Procedure Learning via Regularized Gromov-Wasserstein Optimal Transport
Syed Ahmed Mahmood, Ali Shah Ali, Umer Ahmed, Fawad Javed Fateh, M. Zeeshan Zia, Quoc-Huy Tran
TL;DR
The paper tackles learning the sequence of key steps from unlabeled instructional videos by aligning frames across demonstrations with a fused Gromov-Wasserstein OT (FGWOT) that incorporates a structural prior. To avoid degenerate mappings where all frames collapse to a single cluster, it adds a Contrastive Inverse Difference Moment (C-IDM) regularization, resulting in Regularized Gromov-Wasserstein OT (RGWOT). Empirical results on EgoProceL, ProceL, and CrossTask show RGWOT achieving state-of-the-art performance, outperforming OPEL and other baselines, with ablations highlighting the critical roles of priors, virtual frames, and regularization.
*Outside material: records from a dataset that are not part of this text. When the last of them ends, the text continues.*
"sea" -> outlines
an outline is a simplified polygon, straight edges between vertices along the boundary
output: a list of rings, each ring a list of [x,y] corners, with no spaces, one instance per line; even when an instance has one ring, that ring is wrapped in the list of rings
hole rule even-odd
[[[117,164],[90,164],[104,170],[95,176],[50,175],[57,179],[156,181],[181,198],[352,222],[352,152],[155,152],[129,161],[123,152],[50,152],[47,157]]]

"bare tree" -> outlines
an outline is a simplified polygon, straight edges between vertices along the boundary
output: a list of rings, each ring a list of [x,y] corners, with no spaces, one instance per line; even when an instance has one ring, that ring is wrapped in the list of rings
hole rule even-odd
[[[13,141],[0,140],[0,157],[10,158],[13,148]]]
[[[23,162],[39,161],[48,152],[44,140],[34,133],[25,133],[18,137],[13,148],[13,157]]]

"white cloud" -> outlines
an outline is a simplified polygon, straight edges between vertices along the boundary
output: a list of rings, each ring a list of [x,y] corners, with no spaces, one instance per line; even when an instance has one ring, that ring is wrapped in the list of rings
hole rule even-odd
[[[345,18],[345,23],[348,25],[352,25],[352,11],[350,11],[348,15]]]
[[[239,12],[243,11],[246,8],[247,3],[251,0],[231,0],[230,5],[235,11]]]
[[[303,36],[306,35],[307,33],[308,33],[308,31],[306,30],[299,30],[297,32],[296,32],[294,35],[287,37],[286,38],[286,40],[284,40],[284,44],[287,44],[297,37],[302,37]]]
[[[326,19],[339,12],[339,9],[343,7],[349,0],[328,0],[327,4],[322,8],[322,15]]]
The approach yields robust frame-to-frame alignment, reliable key-step localization, and accurate ordering, offering a data-efficient path for procedure learning with potential impact on robotics and instructional video analysis.
Abstract
We study self-supervised procedure learning, which discovers key steps and their order from a set of unlabeled videos. Previous methods typically learn frame-to-frame correspondences between videos before determining key steps and their order. However, their performance often suffers from order variations, background/redundant frames, and repeated actions. To overcome these challenges, we propose a self-supervised framework, which utilizes a fused Gromov-Wasserstein optimal transport with a structural prior for frame-to-frame mapping. However, optimizing only for the above temporal alignment may lead to degenerate solutions, where all frames are mapped to a small cluster in the embedding space and thus every video is assigned to just one key step. To address that issue, we integrate a contrastive regularization, which maps different frames to various points, avoiding trivial solutions. Finally, extensive experiments on egocentric and third-person benchmarks demonstrate our superior performance over prior works, including OPEL which relies on a classical Kantorovich optimal transport with an optimality prior.